The 4th Airborne Brigade is a unit of the Argentine Army specialised in airborne assault operations. It is based in Córdoba, Córdoba Province. Together with the Ist Armoured Brigade, they make up the Rapid Deployment Force (Spanish: Fuerza de Despliegue Rápido - FDR).

Organization 
As of 2022 it consists of:

 IVth Airborne Brigade HQ (Córdoba)
 2nd Paratroopers Regiment "General Balcarce" (Córdoba)
 14th Paratroopers Regiment (Córdoba)
 601st Air Assault Regiment (Campo de Mayo)
 4th Paratrooper Artillery Group (Córdoba)
 4th Paratrooper Cavalry Scout Squadron (Córdoba)
 4th Paratrooper Engineer Company (Córdoba)
 4th Paratrooper Signal Company (Córdoba)
 4th Paratrooper Support Company (Córdoba)
 Logistic & Support Base "Córdoba" (Córdoba)

Equipment 
The members of the unit wear the red berets of the paratroopers with unit badges.

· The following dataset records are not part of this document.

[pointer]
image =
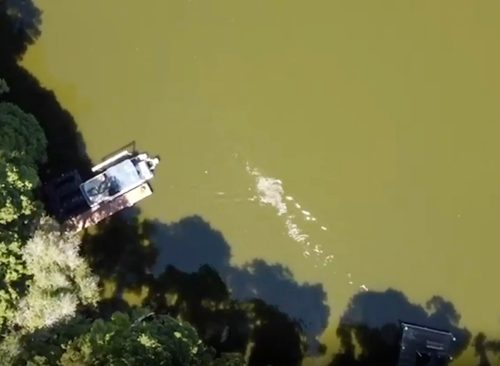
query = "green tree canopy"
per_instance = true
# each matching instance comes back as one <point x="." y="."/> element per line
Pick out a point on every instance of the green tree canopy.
<point x="123" y="340"/>
<point x="61" y="278"/>
<point x="4" y="87"/>
<point x="21" y="135"/>
<point x="22" y="147"/>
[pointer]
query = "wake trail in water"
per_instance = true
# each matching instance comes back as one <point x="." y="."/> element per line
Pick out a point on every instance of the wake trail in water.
<point x="270" y="191"/>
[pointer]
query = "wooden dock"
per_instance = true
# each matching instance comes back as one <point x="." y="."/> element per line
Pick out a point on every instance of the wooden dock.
<point x="93" y="216"/>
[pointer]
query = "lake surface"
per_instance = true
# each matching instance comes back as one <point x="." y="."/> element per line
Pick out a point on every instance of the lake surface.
<point x="355" y="143"/>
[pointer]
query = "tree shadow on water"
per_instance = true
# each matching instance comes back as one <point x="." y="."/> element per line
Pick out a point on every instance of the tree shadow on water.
<point x="192" y="242"/>
<point x="20" y="22"/>
<point x="191" y="282"/>
<point x="372" y="320"/>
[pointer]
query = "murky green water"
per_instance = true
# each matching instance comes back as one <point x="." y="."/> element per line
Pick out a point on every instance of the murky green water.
<point x="380" y="120"/>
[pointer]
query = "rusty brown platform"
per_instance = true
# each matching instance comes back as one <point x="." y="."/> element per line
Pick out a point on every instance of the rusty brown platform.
<point x="93" y="216"/>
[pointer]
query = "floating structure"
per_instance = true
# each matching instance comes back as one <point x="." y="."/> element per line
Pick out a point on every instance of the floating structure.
<point x="421" y="345"/>
<point x="118" y="182"/>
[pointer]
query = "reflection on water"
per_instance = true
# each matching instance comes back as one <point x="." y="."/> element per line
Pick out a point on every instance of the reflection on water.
<point x="270" y="192"/>
<point x="372" y="320"/>
<point x="381" y="116"/>
<point x="192" y="243"/>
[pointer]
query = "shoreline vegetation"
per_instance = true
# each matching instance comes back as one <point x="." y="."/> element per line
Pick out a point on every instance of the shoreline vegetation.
<point x="102" y="298"/>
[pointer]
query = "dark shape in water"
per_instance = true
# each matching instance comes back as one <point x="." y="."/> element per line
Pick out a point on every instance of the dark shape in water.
<point x="424" y="346"/>
<point x="121" y="181"/>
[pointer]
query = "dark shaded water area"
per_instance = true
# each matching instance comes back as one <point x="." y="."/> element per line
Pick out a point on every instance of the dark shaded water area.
<point x="184" y="268"/>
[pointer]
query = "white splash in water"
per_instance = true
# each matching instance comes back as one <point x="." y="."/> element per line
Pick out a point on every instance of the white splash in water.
<point x="270" y="192"/>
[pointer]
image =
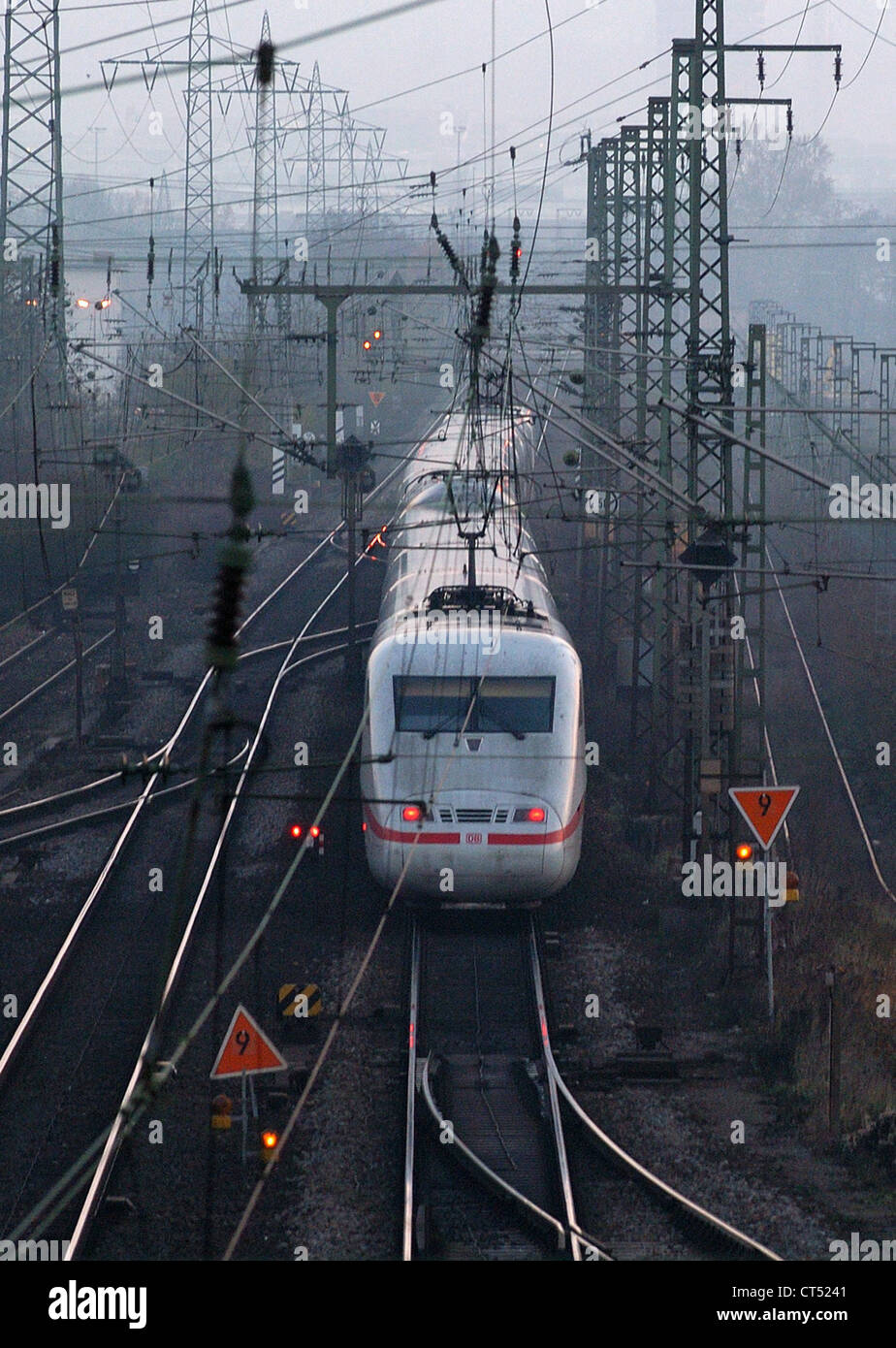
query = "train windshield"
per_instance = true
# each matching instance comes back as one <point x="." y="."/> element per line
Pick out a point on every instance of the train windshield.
<point x="495" y="705"/>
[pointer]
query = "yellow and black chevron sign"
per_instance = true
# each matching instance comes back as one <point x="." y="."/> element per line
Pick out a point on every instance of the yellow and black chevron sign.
<point x="297" y="1002"/>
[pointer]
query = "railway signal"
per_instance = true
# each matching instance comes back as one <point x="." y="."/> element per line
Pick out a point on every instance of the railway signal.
<point x="245" y="1049"/>
<point x="764" y="808"/>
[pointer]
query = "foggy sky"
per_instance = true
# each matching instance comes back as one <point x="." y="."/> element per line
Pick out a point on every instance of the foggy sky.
<point x="387" y="57"/>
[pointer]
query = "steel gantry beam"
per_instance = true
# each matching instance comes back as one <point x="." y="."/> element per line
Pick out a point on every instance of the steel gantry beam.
<point x="673" y="627"/>
<point x="31" y="266"/>
<point x="198" y="189"/>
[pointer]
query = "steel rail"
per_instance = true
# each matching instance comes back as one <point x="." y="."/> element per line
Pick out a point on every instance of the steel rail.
<point x="24" y="1026"/>
<point x="116" y="1134"/>
<point x="410" y="1112"/>
<point x="557" y="1126"/>
<point x="536" y="1215"/>
<point x="117" y="777"/>
<point x="653" y="1181"/>
<point x="94" y="816"/>
<point x="51" y="680"/>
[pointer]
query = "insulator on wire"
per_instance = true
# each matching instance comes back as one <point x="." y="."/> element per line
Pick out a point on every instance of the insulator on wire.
<point x="445" y="244"/>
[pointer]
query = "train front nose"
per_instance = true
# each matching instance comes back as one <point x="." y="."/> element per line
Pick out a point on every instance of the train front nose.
<point x="469" y="850"/>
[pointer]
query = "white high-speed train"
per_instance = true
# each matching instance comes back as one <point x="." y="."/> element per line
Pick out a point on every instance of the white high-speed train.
<point x="473" y="774"/>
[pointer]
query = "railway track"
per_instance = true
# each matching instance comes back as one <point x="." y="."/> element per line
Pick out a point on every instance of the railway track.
<point x="487" y="1174"/>
<point x="110" y="1001"/>
<point x="487" y="1171"/>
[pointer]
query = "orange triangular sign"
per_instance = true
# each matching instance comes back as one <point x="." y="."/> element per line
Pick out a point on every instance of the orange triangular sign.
<point x="245" y="1049"/>
<point x="764" y="808"/>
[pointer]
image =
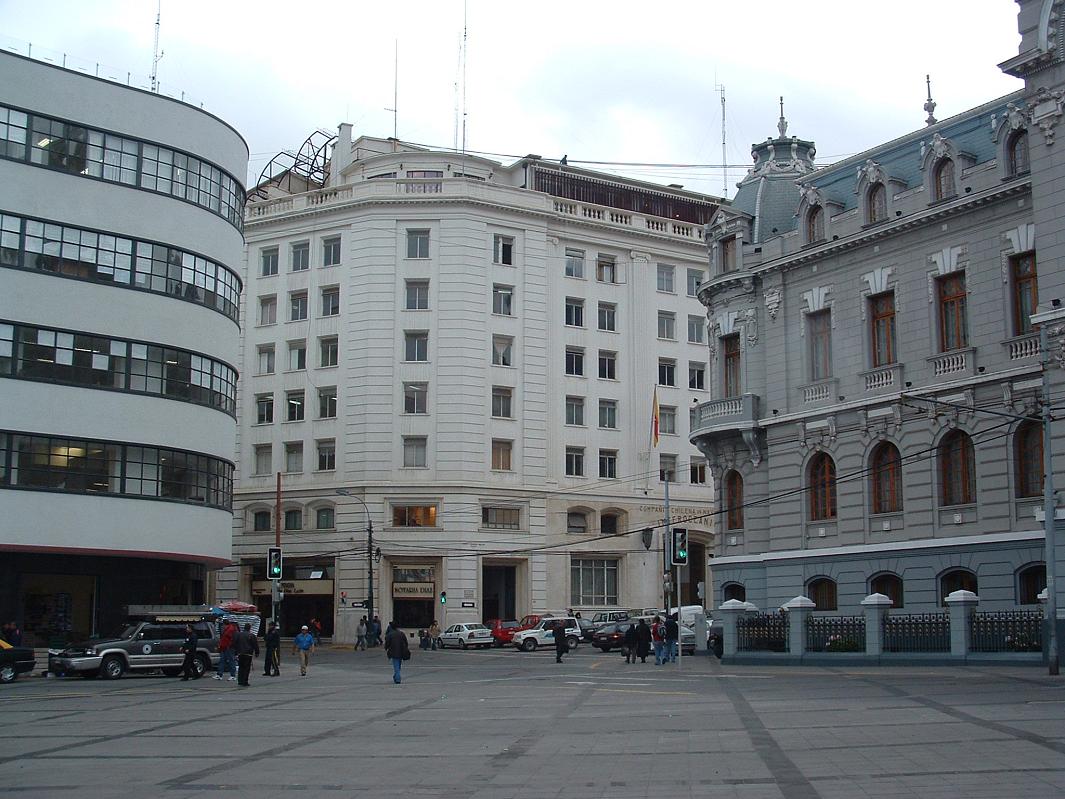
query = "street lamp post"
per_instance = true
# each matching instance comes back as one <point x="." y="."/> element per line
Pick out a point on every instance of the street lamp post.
<point x="370" y="551"/>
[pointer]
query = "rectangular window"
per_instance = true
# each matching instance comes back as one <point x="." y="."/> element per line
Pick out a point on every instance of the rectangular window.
<point x="330" y="302"/>
<point x="328" y="352"/>
<point x="267" y="261"/>
<point x="608" y="413"/>
<point x="608" y="463"/>
<point x="300" y="256"/>
<point x="882" y="324"/>
<point x="503" y="299"/>
<point x="575" y="361"/>
<point x="667" y="325"/>
<point x="264" y="409"/>
<point x="607" y="316"/>
<point x="502" y="402"/>
<point x="574" y="262"/>
<point x="667" y="372"/>
<point x="413" y="452"/>
<point x="593" y="582"/>
<point x="327" y="458"/>
<point x="503" y="250"/>
<point x="501" y="455"/>
<point x="295" y="406"/>
<point x="503" y="351"/>
<point x="330" y="251"/>
<point x="1026" y="293"/>
<point x="418" y="244"/>
<point x="575" y="461"/>
<point x="574" y="312"/>
<point x="327" y="403"/>
<point x="953" y="321"/>
<point x="665" y="278"/>
<point x="608" y="364"/>
<point x="297" y="307"/>
<point x="575" y="410"/>
<point x="415" y="346"/>
<point x="415" y="396"/>
<point x="819" y="327"/>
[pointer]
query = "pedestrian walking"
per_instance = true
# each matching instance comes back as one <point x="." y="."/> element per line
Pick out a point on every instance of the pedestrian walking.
<point x="227" y="655"/>
<point x="189" y="648"/>
<point x="247" y="647"/>
<point x="396" y="649"/>
<point x="272" y="664"/>
<point x="304" y="646"/>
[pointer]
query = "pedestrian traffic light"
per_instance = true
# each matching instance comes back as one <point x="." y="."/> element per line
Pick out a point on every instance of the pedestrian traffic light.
<point x="274" y="563"/>
<point x="680" y="548"/>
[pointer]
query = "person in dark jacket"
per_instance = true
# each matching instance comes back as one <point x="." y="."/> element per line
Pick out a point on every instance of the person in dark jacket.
<point x="189" y="648"/>
<point x="272" y="665"/>
<point x="396" y="649"/>
<point x="642" y="640"/>
<point x="245" y="643"/>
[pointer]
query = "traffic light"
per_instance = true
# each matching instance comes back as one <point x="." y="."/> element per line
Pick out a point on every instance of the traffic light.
<point x="274" y="563"/>
<point x="680" y="548"/>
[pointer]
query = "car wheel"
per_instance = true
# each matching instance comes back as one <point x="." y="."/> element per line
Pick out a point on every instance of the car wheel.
<point x="112" y="667"/>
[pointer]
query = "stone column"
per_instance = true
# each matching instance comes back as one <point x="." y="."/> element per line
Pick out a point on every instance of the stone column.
<point x="875" y="606"/>
<point x="799" y="609"/>
<point x="961" y="604"/>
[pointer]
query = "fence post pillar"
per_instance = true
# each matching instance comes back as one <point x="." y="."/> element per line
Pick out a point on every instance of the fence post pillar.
<point x="875" y="606"/>
<point x="799" y="609"/>
<point x="731" y="610"/>
<point x="961" y="604"/>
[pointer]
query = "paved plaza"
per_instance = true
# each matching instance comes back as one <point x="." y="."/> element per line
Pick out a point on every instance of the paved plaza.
<point x="502" y="723"/>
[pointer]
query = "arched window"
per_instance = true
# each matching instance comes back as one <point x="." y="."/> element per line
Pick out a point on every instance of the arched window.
<point x="877" y="204"/>
<point x="943" y="184"/>
<point x="822" y="591"/>
<point x="885" y="478"/>
<point x="815" y="224"/>
<point x="734" y="500"/>
<point x="1031" y="581"/>
<point x="956" y="580"/>
<point x="956" y="470"/>
<point x="821" y="478"/>
<point x="1018" y="152"/>
<point x="889" y="585"/>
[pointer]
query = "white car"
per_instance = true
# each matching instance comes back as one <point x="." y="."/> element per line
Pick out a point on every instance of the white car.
<point x="465" y="636"/>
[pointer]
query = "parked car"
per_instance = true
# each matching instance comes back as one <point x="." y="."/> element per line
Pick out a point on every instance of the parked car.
<point x="543" y="634"/>
<point x="465" y="636"/>
<point x="14" y="661"/>
<point x="150" y="641"/>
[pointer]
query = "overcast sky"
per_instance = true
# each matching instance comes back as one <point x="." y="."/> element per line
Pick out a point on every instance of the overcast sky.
<point x="597" y="81"/>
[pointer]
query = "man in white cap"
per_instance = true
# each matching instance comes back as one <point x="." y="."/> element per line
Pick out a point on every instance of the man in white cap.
<point x="304" y="645"/>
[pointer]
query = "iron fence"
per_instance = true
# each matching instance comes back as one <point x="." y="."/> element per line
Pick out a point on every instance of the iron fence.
<point x="1006" y="631"/>
<point x="917" y="633"/>
<point x="835" y="634"/>
<point x="763" y="633"/>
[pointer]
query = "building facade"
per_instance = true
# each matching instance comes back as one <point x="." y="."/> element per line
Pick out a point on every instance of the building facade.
<point x="471" y="351"/>
<point x="873" y="425"/>
<point x="120" y="215"/>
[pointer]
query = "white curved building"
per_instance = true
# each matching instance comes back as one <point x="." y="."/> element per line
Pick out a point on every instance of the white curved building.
<point x="120" y="219"/>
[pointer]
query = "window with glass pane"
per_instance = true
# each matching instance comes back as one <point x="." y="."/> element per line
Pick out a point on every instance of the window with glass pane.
<point x="1026" y="292"/>
<point x="819" y="327"/>
<point x="953" y="315"/>
<point x="503" y="299"/>
<point x="608" y="413"/>
<point x="418" y="244"/>
<point x="574" y="262"/>
<point x="882" y="321"/>
<point x="575" y="410"/>
<point x="418" y="295"/>
<point x="327" y="403"/>
<point x="415" y="397"/>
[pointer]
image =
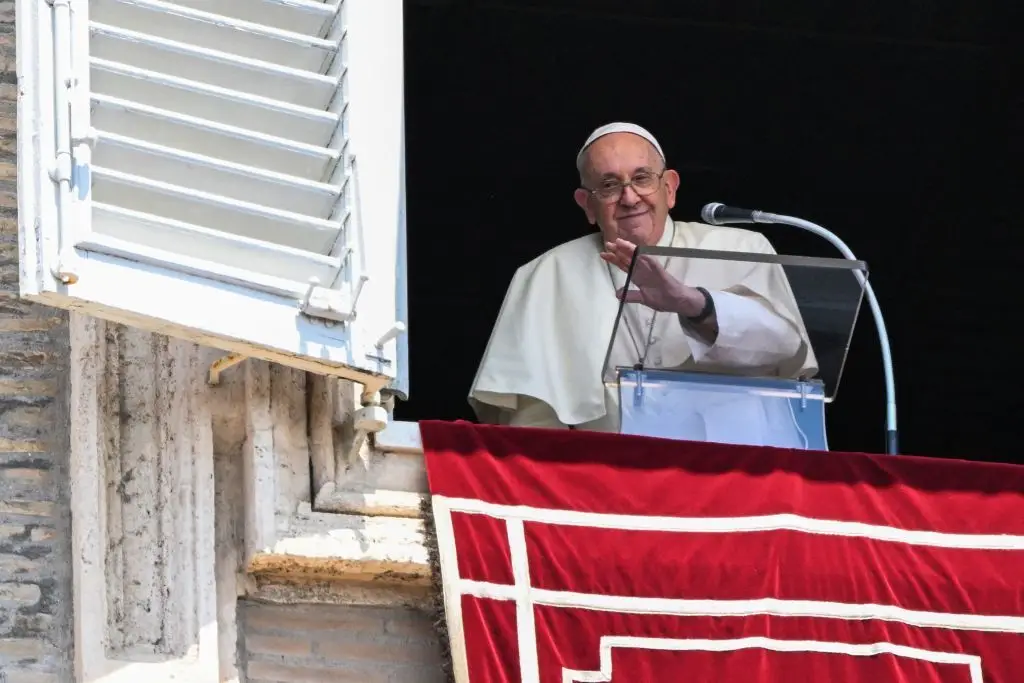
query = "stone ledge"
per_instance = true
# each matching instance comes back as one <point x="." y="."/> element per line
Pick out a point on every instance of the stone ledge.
<point x="346" y="548"/>
<point x="392" y="481"/>
<point x="399" y="437"/>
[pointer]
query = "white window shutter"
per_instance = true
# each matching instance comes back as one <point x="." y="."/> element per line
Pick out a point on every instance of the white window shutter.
<point x="225" y="171"/>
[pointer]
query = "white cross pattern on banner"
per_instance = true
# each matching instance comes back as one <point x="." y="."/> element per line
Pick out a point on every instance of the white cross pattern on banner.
<point x="526" y="597"/>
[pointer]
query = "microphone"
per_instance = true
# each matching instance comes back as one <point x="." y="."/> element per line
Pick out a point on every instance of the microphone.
<point x="719" y="214"/>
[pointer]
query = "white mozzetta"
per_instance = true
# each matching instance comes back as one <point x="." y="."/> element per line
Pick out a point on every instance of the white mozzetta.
<point x="195" y="167"/>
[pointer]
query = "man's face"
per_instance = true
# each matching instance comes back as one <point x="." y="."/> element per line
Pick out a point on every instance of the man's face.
<point x="636" y="217"/>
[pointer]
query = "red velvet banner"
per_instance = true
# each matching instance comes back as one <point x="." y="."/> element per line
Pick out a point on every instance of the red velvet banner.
<point x="570" y="556"/>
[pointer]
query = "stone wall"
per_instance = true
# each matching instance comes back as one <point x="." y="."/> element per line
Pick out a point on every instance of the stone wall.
<point x="35" y="553"/>
<point x="188" y="497"/>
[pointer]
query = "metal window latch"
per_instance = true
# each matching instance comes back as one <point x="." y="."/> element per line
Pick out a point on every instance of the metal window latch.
<point x="392" y="332"/>
<point x="638" y="390"/>
<point x="329" y="304"/>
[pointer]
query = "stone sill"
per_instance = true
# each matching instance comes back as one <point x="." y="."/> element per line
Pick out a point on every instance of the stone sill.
<point x="392" y="483"/>
<point x="369" y="540"/>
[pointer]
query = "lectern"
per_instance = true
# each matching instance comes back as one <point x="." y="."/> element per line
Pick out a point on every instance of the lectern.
<point x="785" y="327"/>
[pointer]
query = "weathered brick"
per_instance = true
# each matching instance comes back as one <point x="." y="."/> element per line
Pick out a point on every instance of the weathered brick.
<point x="19" y="595"/>
<point x="11" y="564"/>
<point x="278" y="620"/>
<point x="22" y="648"/>
<point x="375" y="651"/>
<point x="25" y="626"/>
<point x="28" y="508"/>
<point x="25" y="676"/>
<point x="281" y="673"/>
<point x="410" y="624"/>
<point x="283" y="645"/>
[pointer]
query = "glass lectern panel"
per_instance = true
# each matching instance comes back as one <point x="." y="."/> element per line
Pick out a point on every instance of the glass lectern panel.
<point x="775" y="316"/>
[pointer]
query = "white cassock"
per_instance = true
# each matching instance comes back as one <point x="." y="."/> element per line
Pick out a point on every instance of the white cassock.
<point x="544" y="364"/>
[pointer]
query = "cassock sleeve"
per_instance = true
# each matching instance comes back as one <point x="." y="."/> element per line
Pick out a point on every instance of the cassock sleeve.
<point x="534" y="413"/>
<point x="759" y="322"/>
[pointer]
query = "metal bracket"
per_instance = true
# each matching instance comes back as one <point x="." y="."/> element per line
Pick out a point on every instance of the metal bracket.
<point x="330" y="305"/>
<point x="221" y="365"/>
<point x="379" y="357"/>
<point x="638" y="390"/>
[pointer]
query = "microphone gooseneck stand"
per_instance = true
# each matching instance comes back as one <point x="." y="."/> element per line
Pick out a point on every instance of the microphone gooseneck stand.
<point x="729" y="215"/>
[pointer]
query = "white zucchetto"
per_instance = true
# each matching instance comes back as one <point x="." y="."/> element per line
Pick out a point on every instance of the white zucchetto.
<point x="619" y="127"/>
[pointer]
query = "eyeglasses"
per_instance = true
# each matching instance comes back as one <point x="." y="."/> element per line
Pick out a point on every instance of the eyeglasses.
<point x="643" y="183"/>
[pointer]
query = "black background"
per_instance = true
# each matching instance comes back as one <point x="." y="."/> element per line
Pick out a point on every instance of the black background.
<point x="899" y="128"/>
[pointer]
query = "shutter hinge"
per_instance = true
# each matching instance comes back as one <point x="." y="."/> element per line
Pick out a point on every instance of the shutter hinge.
<point x="331" y="305"/>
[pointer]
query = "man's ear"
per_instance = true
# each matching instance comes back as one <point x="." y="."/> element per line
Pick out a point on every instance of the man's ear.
<point x="583" y="200"/>
<point x="671" y="185"/>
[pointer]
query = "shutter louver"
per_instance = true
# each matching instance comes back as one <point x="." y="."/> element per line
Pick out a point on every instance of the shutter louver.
<point x="228" y="172"/>
<point x="218" y="137"/>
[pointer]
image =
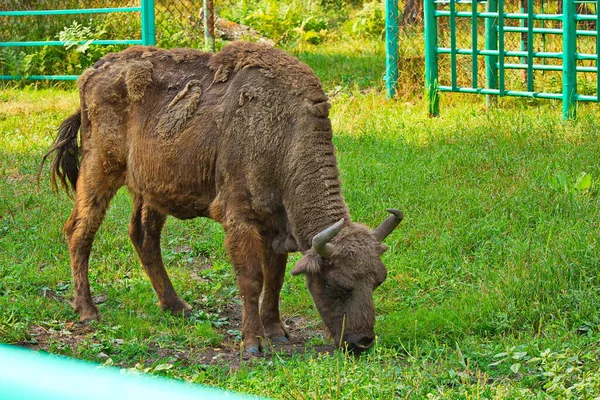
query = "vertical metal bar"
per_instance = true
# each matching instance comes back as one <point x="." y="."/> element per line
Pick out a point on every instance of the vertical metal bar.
<point x="148" y="28"/>
<point x="491" y="43"/>
<point x="530" y="43"/>
<point x="474" y="63"/>
<point x="522" y="25"/>
<point x="569" y="60"/>
<point x="501" y="49"/>
<point x="597" y="51"/>
<point x="543" y="22"/>
<point x="208" y="18"/>
<point x="453" y="44"/>
<point x="431" y="59"/>
<point x="391" y="47"/>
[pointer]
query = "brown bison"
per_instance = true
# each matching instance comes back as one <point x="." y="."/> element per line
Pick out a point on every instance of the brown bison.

The Yarará Parachute Knife is a specially made dagger issued to Argentine 
paratroopers with a handguard that functions as a knuckleduster. Current issue models come with an emergency blade in the crossguard. During jumps, the knife is put in an easy-to-reach place, so it can be quickly used to cut some of the parachute cords in case of an emergency, such as the cords getting entangled.

References

External links
 Paratroopers of Argentina
 4th Parachute Brigade at Flickr
 4th Parachute Brigade at Flickr

Parachute Brigade
Parachute Brigade
Argentina
Parachute Brigade
Parachute Brigade (Argentina)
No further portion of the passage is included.